21 September 2016
Hand-held mobile phone use at ‘epidemic' level: Tougher penalties for drivers
The illegal use of handheld mobile phones is at epidemic proportions with an estimated 11 million motorists admitting to making or receiving a call while driving in the last 12 months and a shocking five million saying they have taken photos or videos while at the wheel of a moving vehicle, according to new research.
Data for the RAC’s Report on Motoring 2016 has revealed that for some, attitudes towards handheld mobile use have worryingly relaxed over the last two years.
In the wake of the research the motoring organisation has called for the government to invest in a high profile awareness campaign to highlight the danger of using a handheld phone at the wheel and to drive home the message that it simply won’t be tolerated.
Meanwhile, the government is planning a crackdown on motorists who use hand-held phones while driving with an increase in the penalties.
The government is due imminently to unveil the results of its consultation on higher penalties for handheld mobile phone use and it seems likely it will announce that the minimum fine will increase from £100 to £150 and three points will rise to four for non-HGV drivers and from three to six points for HGV drivers.
However, the RAC says that since the use of a handheld mobile phone while driving was made a criminal offence on December 1, 2003 drivers appeared to be taking ever bigger risks. Additionally, newer smart phones had the ability to distract in numerous other ways compared to those 13 years ago, it added.
The RAC says that the law and the penalty have failed to have the desired effect and the safety message has not got through to many, perhaps exacerbated by the lack of enforcement and the difficulty in catching offenders.
As a result, the RAC is calling for a ‘cultural change’ and investment in a high profile publicity campaign to drive home the dangers of using a handheld mobile phone at the wheel.
RAC road safety spokesman Pete Williams said: ‘There is clear evidence that the illegal use of handheld phones by drivers to talk, text, tweet, post, browse and even video call is, if anything, on the increase.
‘The use of handheld mobile phones is the biggest road safety concern among motorists today, and while the government is progressing the introduction of stiffer penalties, we call on all stakeholders to step up efforts to shift cultural attitudes and make the use of handheld mobiles phones as socially unacceptable as drink-driving.’

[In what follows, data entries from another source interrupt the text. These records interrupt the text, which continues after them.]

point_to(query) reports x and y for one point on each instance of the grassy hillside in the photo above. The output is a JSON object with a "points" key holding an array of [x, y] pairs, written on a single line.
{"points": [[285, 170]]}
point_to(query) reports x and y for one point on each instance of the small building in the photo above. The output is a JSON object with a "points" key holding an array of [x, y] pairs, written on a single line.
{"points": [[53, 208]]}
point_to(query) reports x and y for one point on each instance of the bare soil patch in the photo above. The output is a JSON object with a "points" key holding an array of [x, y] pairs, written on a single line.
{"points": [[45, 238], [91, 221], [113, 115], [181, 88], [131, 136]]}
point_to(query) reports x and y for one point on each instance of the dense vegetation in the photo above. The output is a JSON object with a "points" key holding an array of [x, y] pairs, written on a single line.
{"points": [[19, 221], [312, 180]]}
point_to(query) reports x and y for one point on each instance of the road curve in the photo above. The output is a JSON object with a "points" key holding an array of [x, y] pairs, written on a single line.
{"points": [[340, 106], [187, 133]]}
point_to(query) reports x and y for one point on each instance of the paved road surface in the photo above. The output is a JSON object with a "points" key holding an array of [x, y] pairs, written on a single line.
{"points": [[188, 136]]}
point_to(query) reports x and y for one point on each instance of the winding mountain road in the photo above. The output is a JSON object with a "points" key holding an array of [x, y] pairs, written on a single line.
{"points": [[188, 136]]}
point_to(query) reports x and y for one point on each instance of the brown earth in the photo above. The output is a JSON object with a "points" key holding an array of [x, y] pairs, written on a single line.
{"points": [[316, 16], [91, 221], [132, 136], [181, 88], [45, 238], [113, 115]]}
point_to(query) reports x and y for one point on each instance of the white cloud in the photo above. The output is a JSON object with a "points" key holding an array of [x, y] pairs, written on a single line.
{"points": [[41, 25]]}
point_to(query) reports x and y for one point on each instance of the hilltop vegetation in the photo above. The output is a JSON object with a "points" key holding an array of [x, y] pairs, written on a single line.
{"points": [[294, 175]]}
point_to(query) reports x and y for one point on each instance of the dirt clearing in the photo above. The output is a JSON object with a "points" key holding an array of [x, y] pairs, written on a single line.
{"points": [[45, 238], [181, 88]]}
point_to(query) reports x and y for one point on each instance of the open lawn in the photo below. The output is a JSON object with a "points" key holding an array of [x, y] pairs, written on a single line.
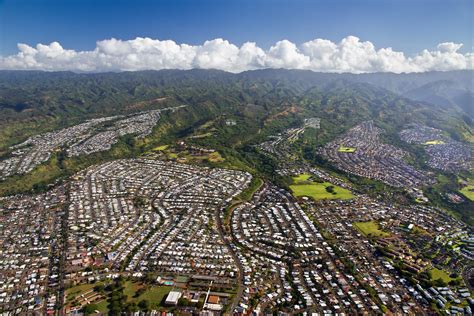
{"points": [[78, 290], [344, 149], [304, 187], [154, 295], [434, 142], [436, 274], [370, 228], [468, 189], [161, 148], [215, 157]]}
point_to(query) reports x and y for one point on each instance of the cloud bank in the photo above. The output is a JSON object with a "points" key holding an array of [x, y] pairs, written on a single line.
{"points": [[349, 55]]}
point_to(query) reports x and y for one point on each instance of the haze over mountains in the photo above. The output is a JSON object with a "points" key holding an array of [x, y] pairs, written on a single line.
{"points": [[452, 90]]}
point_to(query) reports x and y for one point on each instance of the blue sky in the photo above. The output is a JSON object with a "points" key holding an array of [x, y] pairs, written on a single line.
{"points": [[407, 26]]}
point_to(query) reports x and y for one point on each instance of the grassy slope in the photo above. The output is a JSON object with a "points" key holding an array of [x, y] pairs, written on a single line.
{"points": [[303, 187], [370, 228]]}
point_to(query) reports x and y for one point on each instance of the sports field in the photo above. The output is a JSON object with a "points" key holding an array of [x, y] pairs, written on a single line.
{"points": [[343, 149], [370, 228], [302, 186], [434, 142]]}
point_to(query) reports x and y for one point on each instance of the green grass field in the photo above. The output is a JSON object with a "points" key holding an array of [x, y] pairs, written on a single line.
{"points": [[154, 295], [304, 187], [161, 148], [436, 274], [370, 228], [434, 142], [468, 190], [344, 149], [77, 290]]}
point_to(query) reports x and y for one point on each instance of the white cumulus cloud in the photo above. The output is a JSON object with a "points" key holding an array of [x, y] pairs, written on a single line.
{"points": [[349, 55]]}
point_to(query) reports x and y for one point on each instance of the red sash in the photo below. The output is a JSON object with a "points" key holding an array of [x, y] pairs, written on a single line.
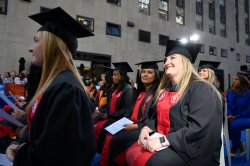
{"points": [[137, 155], [137, 106], [165, 102], [98, 127], [115, 96], [105, 150]]}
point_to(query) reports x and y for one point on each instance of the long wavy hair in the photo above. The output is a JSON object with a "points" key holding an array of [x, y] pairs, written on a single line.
{"points": [[188, 75], [57, 58], [151, 91], [244, 85]]}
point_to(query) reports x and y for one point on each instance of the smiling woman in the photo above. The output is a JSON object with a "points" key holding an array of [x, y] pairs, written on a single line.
{"points": [[183, 113]]}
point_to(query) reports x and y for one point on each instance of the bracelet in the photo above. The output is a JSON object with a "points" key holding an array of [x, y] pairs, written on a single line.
{"points": [[15, 143], [162, 141]]}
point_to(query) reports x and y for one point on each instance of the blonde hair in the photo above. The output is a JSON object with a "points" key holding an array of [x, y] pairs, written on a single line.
{"points": [[57, 58], [188, 75], [211, 76]]}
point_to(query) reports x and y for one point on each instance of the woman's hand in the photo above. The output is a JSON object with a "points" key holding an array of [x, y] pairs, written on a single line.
{"points": [[144, 136], [231, 118], [129, 127], [153, 144], [11, 151]]}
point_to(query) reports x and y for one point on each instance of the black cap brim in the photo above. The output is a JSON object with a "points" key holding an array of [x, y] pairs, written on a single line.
{"points": [[122, 66], [149, 64], [209, 64], [189, 50]]}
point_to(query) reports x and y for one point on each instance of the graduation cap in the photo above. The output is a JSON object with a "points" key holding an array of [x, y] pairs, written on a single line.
{"points": [[122, 66], [149, 64], [209, 65], [189, 50], [61, 24]]}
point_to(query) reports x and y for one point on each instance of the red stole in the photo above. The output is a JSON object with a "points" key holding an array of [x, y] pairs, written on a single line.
{"points": [[136, 154], [114, 98], [165, 102], [137, 106]]}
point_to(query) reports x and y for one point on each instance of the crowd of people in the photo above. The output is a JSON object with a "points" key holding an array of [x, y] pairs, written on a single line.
{"points": [[177, 117]]}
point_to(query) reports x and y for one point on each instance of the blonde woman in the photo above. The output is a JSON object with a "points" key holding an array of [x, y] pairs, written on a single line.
{"points": [[188, 113], [59, 115]]}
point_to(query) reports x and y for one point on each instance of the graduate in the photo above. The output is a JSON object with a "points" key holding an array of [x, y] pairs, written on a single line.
{"points": [[119, 104], [187, 119], [59, 114], [147, 82]]}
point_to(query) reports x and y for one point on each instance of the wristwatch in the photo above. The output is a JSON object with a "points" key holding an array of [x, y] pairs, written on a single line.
{"points": [[163, 141]]}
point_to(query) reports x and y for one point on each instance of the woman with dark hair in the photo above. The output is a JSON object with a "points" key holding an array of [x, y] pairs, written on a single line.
{"points": [[188, 123], [147, 82], [238, 111], [119, 103]]}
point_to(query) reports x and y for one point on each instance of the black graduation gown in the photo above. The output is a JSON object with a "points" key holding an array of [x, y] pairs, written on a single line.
{"points": [[124, 139], [195, 127], [61, 131], [122, 105]]}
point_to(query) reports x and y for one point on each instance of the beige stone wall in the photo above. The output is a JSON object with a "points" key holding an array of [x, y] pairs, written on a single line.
{"points": [[17, 30]]}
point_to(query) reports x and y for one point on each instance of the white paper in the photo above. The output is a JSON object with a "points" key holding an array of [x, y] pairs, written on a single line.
{"points": [[9, 118], [118, 125], [157, 135], [4, 161], [12, 105]]}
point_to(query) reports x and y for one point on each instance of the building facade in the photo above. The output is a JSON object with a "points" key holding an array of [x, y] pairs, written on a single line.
{"points": [[135, 31]]}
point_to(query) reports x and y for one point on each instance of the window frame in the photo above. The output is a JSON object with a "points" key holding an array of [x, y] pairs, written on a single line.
{"points": [[142, 10], [108, 24], [140, 34], [5, 11], [117, 3], [163, 14], [92, 28]]}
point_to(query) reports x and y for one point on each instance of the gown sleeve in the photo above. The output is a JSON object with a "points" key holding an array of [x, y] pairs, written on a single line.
{"points": [[124, 104], [61, 131], [203, 123]]}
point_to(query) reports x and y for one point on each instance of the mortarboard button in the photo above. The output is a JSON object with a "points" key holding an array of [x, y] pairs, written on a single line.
{"points": [[189, 50]]}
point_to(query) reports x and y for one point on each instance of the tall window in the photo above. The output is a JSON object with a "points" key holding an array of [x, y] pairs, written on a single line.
{"points": [[144, 36], [237, 57], [212, 17], [113, 29], [237, 21], [116, 2], [163, 9], [144, 6], [199, 14], [3, 6], [247, 22], [163, 40], [223, 31], [180, 12], [224, 53], [247, 59], [86, 22], [212, 51]]}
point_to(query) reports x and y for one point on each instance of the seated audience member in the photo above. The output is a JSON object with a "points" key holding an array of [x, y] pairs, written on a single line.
{"points": [[20, 134], [59, 115], [20, 80], [7, 78], [119, 104], [148, 82], [188, 121], [238, 110]]}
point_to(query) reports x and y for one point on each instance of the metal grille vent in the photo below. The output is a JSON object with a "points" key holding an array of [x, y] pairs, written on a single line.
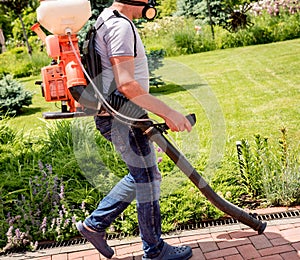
{"points": [[198, 225]]}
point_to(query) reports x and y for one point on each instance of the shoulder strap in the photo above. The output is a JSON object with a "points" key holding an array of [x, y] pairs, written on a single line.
{"points": [[117, 14]]}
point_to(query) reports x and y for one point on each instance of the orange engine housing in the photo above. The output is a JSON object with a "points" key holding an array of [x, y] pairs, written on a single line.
{"points": [[65, 71]]}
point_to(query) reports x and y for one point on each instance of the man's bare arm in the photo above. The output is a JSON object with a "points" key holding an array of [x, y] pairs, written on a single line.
{"points": [[123, 68]]}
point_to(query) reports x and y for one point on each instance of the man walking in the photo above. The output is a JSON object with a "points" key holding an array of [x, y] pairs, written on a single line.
{"points": [[124, 62]]}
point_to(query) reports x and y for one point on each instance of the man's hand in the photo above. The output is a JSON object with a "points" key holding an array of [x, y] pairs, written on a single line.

Extensive research indicates that drivers using a handheld mobile phone have reaction times 30% slower than those who had exceed the current drink-drive limit. Crash statistics from the Department for Transport also show that in 2014 a driver impaired or distracted by their mobile phone was identified as a ‘contributory factor’ in 21 fatal road accidents, 84 serious and 387 slight accidents in the UK.

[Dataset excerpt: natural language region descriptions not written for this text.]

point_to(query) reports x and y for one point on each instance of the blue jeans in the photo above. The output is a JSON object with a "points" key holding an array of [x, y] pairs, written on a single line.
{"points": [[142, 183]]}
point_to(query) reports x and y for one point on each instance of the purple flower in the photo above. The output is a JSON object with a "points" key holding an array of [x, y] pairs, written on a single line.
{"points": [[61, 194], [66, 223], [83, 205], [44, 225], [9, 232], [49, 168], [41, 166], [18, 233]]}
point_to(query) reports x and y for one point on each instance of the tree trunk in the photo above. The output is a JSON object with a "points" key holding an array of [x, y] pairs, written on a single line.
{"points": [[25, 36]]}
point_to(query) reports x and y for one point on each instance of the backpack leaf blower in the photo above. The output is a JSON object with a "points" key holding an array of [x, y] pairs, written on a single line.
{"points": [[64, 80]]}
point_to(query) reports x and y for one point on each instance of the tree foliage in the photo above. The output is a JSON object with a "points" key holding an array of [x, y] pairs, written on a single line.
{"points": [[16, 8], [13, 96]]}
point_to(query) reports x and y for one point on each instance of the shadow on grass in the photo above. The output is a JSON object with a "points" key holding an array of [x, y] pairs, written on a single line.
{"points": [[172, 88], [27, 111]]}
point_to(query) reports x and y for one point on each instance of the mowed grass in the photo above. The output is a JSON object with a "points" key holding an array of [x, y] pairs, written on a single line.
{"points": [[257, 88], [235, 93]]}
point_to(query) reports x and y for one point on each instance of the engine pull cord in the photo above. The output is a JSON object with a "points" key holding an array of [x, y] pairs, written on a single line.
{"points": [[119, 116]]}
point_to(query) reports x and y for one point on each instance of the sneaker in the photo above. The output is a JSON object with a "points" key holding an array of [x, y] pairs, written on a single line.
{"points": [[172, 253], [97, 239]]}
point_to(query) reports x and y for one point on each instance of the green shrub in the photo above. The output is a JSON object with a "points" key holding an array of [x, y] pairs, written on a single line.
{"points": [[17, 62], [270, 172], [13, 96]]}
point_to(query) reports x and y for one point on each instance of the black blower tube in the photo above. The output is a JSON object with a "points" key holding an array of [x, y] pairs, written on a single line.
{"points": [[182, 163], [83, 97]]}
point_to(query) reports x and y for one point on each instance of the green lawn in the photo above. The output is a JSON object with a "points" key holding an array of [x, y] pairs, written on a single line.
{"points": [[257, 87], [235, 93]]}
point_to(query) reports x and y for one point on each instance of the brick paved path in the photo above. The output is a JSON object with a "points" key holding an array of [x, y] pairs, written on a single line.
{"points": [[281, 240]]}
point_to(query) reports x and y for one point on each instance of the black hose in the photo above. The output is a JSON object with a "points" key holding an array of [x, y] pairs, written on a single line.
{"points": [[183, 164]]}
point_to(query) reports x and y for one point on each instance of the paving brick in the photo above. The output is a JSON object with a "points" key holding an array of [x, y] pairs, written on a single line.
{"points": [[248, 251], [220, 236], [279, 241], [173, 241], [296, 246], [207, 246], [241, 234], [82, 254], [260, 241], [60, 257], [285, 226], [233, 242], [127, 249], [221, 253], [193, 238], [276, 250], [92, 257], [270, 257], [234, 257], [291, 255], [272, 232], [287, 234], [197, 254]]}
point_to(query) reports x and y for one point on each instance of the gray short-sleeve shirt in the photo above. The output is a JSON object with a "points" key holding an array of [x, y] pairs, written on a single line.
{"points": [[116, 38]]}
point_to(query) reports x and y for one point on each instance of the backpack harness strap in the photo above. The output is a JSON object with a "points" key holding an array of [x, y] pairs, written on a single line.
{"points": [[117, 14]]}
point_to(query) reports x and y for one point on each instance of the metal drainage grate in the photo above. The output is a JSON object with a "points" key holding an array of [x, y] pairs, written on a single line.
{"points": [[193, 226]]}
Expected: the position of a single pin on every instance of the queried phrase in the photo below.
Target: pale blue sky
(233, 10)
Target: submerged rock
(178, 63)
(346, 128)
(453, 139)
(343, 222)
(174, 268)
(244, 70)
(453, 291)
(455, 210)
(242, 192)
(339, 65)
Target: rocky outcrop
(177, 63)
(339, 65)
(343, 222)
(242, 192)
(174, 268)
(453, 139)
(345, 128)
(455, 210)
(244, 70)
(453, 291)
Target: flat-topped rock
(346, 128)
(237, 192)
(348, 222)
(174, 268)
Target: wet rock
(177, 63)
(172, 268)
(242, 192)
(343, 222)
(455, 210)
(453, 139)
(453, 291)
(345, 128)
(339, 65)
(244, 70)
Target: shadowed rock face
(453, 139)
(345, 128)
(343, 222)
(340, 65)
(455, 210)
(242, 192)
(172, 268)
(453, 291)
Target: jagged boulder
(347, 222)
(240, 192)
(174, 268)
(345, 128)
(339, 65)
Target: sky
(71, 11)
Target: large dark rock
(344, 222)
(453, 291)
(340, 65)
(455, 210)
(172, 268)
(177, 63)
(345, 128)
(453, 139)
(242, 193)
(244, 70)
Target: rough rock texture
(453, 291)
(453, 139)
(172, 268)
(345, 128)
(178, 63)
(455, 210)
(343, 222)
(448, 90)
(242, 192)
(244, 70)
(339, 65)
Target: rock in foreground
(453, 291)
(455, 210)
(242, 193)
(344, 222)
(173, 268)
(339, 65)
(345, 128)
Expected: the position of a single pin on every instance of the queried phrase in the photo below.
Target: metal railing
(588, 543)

What’s more evidence suggests that it is talking on a mobile phone that is a distraction when driving, not just holding a mobile phone. That draws into question the use of hands-free phones while driving, which is legal.
Shaun Helman, head of transport psychology at TRL (formerly the Transport research Laboratory), said: ‘Any task that involves holding a device, looking at it, and interacting with it during driving will adversely affect driving performance. Typical effects are drifting out of lane, erratic speed control and being less aware of what is around you, resulting in poor anticipation of hazards.
‘Simply speaking on a mobile phone can slow reaction times to sudden events, as much as being at the legal limit for blood alcohol in England. Interacting with social media is even more demanding than simply speaking. Drink-driving is socially unacceptable because the behaviour puts not only the driver, but other road users’ lives at risk. Choosing to be deliberately distracted from driving by tasks such as checking social media also puts other road users at risk and should also be seen as socially unacceptable.’